Yeast telomerase appears to frequently copy the entire template in vivo

Telomeres derived from the same formation event in wild type strains of Saccharomyces cerevisiae possess the same, precise TG(1–3) sequence for the most internal ∼100 bp of the 250–350 bp TG(1–3) repeats. The conservation of this internal domain is thought to reflect the fact that telomere lengthening and shortening, and thus alteration of the precise TG(1–3) sequence, is confined to the terminal region of the telomere. The internal domains of telomeres from yku70Δ and tel1Δ mutants, whose entire telomeres are only ∼100 bp, were examined by analyzing 5.1 kb of cloned TG(1–3) sequences from telomeres formed during transformation of wild type, yku70Δ and tel1Δ cells. The internal domains were 97–137 bp in wild type cells, 27–36 bp in yku70Δ cells and 7–9 bp in tel1Δ cells. These data suggest that the majority of the tel1Δ cell TG(1–3) repeats may be resynthesized during shortening and lengthening reactions while a portion of the yku70Δ cell telomeres are protected. TG(1–3) sequences are synthesized by telomerase repeatedly copying an internal RNA template, which introduces a sequence bias into TG(1–3) repeats.
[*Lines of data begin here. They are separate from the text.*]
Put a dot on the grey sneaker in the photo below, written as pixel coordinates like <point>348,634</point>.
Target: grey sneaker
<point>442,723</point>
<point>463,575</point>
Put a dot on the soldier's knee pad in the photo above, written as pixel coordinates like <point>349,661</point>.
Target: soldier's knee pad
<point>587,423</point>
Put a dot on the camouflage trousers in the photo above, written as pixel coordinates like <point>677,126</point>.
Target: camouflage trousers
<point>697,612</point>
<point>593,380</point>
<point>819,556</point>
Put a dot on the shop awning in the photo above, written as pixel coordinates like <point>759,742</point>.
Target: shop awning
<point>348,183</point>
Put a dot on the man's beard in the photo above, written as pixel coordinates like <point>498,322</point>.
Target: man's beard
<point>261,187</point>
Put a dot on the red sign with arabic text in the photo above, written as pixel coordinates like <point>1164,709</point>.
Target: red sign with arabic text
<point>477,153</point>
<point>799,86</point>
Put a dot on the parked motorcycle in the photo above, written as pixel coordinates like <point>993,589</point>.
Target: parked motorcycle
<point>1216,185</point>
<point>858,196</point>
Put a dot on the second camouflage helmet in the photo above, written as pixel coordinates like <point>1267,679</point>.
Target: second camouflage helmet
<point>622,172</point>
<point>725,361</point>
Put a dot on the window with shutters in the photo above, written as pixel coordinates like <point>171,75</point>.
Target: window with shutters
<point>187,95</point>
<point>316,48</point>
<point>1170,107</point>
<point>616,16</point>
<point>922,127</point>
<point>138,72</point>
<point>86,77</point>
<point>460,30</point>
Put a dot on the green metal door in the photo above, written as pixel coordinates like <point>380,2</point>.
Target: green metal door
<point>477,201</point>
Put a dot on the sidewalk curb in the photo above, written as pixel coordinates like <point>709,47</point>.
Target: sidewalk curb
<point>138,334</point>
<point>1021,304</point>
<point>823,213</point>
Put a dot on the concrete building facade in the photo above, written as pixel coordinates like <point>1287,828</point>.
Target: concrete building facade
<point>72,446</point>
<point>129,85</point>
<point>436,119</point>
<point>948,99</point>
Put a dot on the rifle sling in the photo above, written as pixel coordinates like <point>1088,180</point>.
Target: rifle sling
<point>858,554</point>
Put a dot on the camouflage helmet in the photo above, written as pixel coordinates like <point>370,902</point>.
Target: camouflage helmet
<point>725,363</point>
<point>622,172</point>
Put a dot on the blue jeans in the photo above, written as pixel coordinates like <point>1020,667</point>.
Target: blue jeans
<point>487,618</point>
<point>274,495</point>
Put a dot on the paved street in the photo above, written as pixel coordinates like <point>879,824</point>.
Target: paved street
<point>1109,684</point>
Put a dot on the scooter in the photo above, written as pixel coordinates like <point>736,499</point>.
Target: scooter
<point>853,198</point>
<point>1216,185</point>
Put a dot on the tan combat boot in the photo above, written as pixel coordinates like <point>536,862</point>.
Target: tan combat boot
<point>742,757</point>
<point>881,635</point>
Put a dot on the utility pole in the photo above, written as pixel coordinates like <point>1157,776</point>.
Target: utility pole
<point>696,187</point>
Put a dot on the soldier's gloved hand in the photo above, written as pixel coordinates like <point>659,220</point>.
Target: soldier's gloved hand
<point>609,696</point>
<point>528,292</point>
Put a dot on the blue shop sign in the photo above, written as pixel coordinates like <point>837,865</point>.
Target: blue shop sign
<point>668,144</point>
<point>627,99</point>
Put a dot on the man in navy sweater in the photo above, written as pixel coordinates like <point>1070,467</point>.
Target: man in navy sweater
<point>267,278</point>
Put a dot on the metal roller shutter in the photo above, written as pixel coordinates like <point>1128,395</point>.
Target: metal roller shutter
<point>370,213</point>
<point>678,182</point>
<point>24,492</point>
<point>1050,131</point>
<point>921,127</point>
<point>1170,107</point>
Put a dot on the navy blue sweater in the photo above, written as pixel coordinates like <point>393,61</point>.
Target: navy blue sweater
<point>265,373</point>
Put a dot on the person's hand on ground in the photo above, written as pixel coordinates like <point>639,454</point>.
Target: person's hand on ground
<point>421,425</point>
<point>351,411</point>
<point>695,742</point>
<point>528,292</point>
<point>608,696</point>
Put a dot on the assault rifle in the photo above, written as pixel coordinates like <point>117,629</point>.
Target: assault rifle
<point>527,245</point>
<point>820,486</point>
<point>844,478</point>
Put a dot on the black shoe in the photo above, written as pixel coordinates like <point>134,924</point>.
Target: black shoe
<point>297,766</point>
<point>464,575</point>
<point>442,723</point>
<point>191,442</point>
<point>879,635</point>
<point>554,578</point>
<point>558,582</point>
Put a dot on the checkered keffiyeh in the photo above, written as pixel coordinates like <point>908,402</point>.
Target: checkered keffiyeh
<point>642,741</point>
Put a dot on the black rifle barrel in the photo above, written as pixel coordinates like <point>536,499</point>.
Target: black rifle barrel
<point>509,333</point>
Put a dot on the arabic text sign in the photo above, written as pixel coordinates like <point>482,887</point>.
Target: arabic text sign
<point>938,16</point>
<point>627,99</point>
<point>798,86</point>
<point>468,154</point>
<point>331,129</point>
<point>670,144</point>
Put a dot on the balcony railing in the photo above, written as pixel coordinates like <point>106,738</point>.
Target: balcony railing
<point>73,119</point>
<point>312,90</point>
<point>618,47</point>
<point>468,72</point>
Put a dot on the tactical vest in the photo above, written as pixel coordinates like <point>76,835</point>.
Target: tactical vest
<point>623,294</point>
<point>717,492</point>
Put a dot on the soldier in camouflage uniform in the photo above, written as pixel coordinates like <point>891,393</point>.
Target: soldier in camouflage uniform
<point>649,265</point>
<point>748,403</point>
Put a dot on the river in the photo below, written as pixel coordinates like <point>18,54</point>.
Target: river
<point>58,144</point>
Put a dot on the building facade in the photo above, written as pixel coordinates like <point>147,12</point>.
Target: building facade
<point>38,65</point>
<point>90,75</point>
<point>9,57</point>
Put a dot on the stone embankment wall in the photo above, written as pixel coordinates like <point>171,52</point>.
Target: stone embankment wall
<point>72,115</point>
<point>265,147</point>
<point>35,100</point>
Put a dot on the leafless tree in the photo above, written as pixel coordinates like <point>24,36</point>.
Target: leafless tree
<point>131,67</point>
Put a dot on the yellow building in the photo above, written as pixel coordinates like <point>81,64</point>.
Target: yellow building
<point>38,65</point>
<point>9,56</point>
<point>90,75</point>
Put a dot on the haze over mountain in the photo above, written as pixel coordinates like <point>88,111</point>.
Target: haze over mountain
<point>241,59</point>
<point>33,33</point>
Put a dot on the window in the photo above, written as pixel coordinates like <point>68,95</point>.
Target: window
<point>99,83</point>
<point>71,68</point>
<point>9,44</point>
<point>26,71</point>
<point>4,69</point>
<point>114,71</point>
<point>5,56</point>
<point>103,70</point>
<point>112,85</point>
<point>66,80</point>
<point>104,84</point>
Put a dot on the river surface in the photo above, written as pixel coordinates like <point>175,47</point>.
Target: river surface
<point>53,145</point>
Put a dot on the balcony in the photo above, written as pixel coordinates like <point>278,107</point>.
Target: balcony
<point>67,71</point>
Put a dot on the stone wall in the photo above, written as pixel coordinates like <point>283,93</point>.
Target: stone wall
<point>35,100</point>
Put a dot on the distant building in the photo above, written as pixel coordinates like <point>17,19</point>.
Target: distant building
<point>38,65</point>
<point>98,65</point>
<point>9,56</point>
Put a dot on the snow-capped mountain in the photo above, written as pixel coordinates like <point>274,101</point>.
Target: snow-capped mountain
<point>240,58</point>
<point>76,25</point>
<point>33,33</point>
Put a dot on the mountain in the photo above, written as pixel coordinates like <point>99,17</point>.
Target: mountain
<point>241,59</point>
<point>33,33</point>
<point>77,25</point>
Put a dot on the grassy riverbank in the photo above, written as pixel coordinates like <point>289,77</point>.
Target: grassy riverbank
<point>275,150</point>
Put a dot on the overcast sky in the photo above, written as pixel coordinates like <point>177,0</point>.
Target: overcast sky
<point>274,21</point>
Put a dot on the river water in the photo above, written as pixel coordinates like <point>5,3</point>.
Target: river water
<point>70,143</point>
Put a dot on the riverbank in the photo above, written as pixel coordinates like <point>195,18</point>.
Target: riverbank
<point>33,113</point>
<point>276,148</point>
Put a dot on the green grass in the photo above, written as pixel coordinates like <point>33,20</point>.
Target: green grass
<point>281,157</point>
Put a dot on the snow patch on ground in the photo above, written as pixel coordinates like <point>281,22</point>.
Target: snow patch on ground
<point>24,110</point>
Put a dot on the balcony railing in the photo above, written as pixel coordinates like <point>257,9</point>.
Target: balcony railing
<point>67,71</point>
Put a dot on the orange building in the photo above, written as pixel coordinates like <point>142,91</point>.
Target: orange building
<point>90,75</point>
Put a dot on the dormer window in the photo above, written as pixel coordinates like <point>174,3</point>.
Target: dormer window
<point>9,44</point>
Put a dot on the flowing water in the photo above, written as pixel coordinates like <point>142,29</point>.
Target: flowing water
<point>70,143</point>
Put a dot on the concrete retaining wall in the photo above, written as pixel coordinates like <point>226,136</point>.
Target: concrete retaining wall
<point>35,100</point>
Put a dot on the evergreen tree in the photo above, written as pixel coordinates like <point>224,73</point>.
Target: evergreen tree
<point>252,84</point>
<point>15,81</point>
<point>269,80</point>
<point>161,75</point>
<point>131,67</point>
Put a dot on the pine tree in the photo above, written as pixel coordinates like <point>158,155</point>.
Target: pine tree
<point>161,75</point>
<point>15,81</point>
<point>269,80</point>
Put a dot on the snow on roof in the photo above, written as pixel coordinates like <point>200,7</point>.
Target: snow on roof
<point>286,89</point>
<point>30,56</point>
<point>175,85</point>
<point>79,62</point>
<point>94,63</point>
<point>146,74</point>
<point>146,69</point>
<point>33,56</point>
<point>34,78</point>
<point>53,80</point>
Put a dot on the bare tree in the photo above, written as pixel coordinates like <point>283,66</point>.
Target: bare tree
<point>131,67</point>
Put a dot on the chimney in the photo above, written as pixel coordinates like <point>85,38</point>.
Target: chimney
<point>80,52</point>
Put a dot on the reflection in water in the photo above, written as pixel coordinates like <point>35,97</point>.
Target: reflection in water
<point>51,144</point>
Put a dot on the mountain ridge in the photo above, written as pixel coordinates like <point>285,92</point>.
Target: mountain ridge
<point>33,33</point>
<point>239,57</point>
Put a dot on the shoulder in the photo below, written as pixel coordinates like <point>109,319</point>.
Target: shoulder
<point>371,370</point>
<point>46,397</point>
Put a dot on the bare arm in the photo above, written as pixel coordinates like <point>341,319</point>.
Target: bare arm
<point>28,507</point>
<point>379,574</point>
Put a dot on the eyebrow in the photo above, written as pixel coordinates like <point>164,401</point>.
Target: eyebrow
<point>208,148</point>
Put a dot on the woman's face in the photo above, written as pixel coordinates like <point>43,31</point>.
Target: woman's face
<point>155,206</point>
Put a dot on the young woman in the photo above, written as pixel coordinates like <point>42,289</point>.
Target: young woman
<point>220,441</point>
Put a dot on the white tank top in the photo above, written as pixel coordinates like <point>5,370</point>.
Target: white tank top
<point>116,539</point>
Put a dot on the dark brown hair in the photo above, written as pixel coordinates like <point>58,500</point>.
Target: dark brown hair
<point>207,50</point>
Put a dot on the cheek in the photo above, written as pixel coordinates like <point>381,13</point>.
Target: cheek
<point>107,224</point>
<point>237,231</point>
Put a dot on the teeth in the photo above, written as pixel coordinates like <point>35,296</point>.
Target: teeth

Analysis of in vivo-derived telomeres revealed that of the many possible high affinity binding sites for the telomere protein Rap1p in TG(1–3) repeats, only those consistent with telomere hybridization to the ACACAC in the 3′-region of the telomerase RNA template followed by copying of most of the template were present. Copies of the telomerase RNA template made up 40–60% of the TG(1–3) sequences from each strain and could be found in long, tandem repeats. The data suggest that in vivo yeast telomerase frequently allows telomeres to hybridize to the 3′-region of RNA template and copy most of it prior to dissociation, or that in vivo telomere processing events result in the production of TG(1–3) sequences that mimic this process.